Yes you do, and very nicely too, but the web site does not come across as being ‘about’ those principles or ideas, but ‘about’ Sheldrake; it’s Sheldrake self-promotion – sorry but that is the impression, and maybe that is a necessary evil. Part of the problem may be that the basic principles you’ve come up with don’t have a convenient name or ‘handle’, unlike Einstein’s ‘relativity’, for example. In my first flush of enthusiasm for your ideas I called the ideas ‘pattern’, and wrote a whole load of my own stuff around that. A few days ago I thought of a simple term you could adopt that is more specific than ‘pattern’; how about ‘habitude’?: ‘1 a mental or bodily disposition. 2 a custom or tendency.’ Spot on, don’t you think? You refer to habit and habituation in TPotP, but I think ‘habitude’ is more suitable as a handle for your ideas.
>What I could do is modify the introductory essay and if you’d like to make some suggestions about that, please do. But I can’t make it much longer otherwise people simply won’t read it. Most people don’t read it even now!
People don’t read it because it is easily overlooked, and it doesn’t seem to be the focus of the site. Also you don’t invite people to participate except by signing up to your experiments. I’m not an expert in how to make a site interactive, but blogs, links, invitation to comment with prompt publication of what people say is what’s needed, imv.
>Best wishes >Rupert
Must tell you about last Saturday. I went up to London from Exeter on a coach to the demo organised by Stop the War (Bring Troops Home) and CND (No Trident Replacement) and got talking to a group of students from Exeter University. One of them had a copy of Dawkins’ book and they were discussing it. When he put it down I asked to have a look at it – I’ve not read it; I find Dawkins annoying. But I came across the bit I just mentioned to you: ‘If God is all the laws of science, then I believe in God.’ (p.18, I think) So I said to the student that I think Dawkins is less of an atheist than I am, because I don’t ‘believe in’ these ‘Laws’ that are merely human conceptions – where are they other than in human minds and books? Nowhere, so they can’t ‘govern’ the universe. There was a buzz of discussion about that. Then I talked about your ideas – as I do, whenever I get the chance!

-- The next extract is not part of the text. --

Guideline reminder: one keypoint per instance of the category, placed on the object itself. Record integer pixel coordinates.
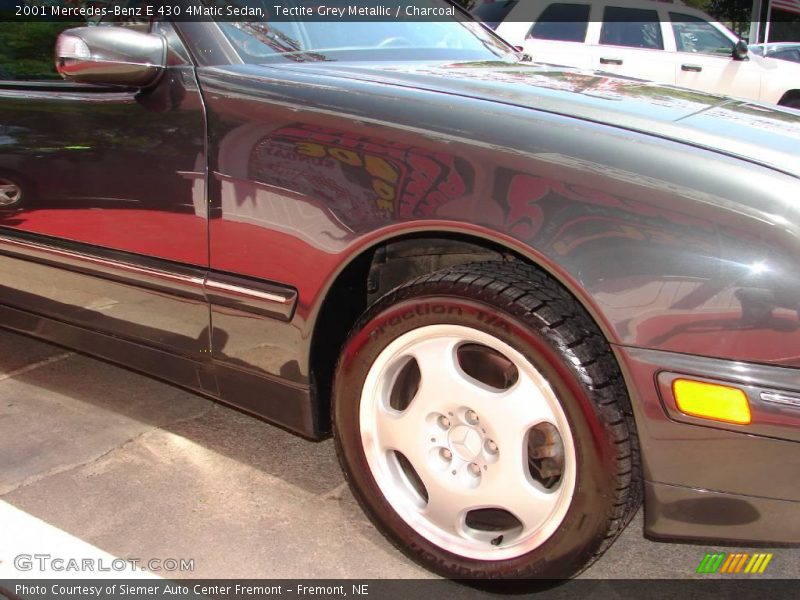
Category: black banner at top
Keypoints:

And again as usual, I made excuses for your seemingly silly experiments, saying you do them to get back in with your peers in academia. And one of the students said of the telepathy experiments, ‘Good for him! Many people are suspicious of science anyway.’ That is very revealing I think. There is a paradox at the heart of your project. The experiments you do are appealing because people don’t like or trust science, and yet you do them to rejoin science, to prove yourself a proper scientist.
All best, Chris 070215
As you pointed out to me recently, you announce yourself on your web site as: ‘Rupert Sheldrake, one of the world’s most innovative biologists has revolutionised scientific thinking with his vision of a living, developing universe with its own inherent memory.’ I wish!!!
I have often told you that in my view you fail to do your insights and ideas justice, in particular by doing experiments to challenge orthodox science but not promoting your alternative, your full Hypothesis of Formative Causation (HFC), and pointing out just how innovative and revolutionary, and powerful, that hypothesis is. (Of course, you say in your books that the ideas are not wholly new…)

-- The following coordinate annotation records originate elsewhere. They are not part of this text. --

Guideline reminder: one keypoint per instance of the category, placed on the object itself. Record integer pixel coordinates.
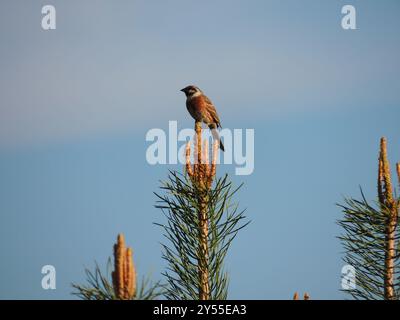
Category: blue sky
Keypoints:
(76, 103)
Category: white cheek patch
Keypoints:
(194, 95)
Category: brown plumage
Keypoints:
(202, 109)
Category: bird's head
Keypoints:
(191, 91)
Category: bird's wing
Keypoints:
(212, 111)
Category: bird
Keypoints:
(202, 109)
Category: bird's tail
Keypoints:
(216, 136)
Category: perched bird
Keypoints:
(202, 109)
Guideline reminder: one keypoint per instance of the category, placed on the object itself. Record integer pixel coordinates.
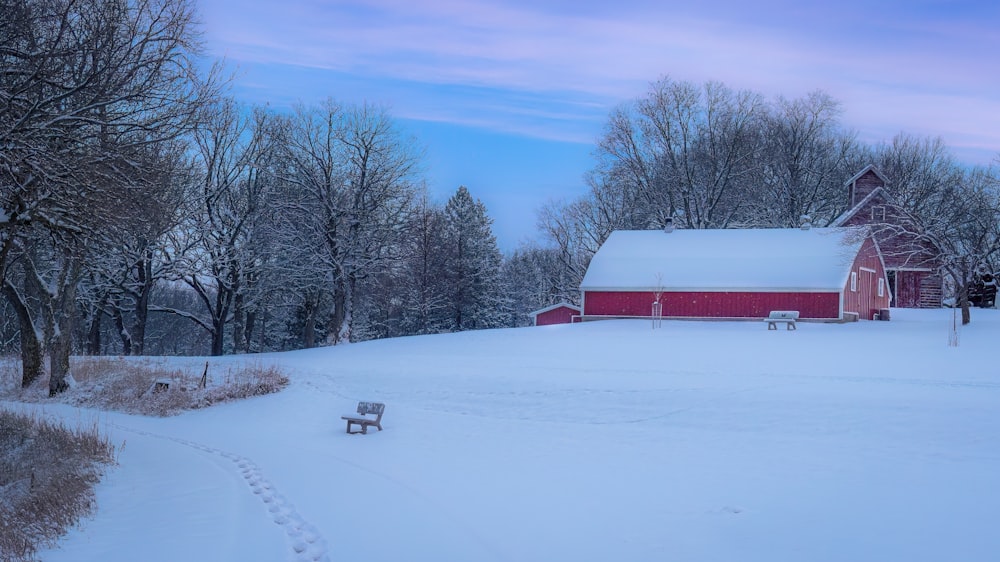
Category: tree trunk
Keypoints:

I am currently doing research on Tagore and Voltaire, and I came across the item on ‘Destiny’ in Voltaire’s Philosophical Dictionary, and thought of your HFC. Luckily ‘Destiny’ is also on the internet at: http://history.hanover.edu/texts/voltaire/voldesti.html . What struck me is that only the HFC can reconcile determinism: the belief that everything in the universe is governed by ‘laws’, with free will: the psychological experience (some argue illusion) that we can exercise choices. HFC explains how morphic fields make the repetition of past patterns very likely, such that they seem to obey ‘laws’, but that variation is possible at what one can see as the fluffy fringes of what is happening.
Best wishes, Chris 20/2/07
Thanks for your thoughtful email. Yes, I like the idea the past is still in the universe and grows and evolves from all the growing tips in the present.
There are two kinds of experiments I’ve been doing. First, experiments on memory in the universe, in other words experiments on morphic resonance. Second experiments on morphic fields which connect things together in space. It’s easier to do the second kind of experiments which is why I’ve been working on telepathy and other similar phenomena. I try to explain all this in my book the sense of being stared at.
Your idea about the evolution of morality is similar to some notions at present around in the field of evolutionary psychology where people try to explain human and animal social moral codes in terms of selective pressure and the need for cooperative living. I’m sure there’s a lot in this idea.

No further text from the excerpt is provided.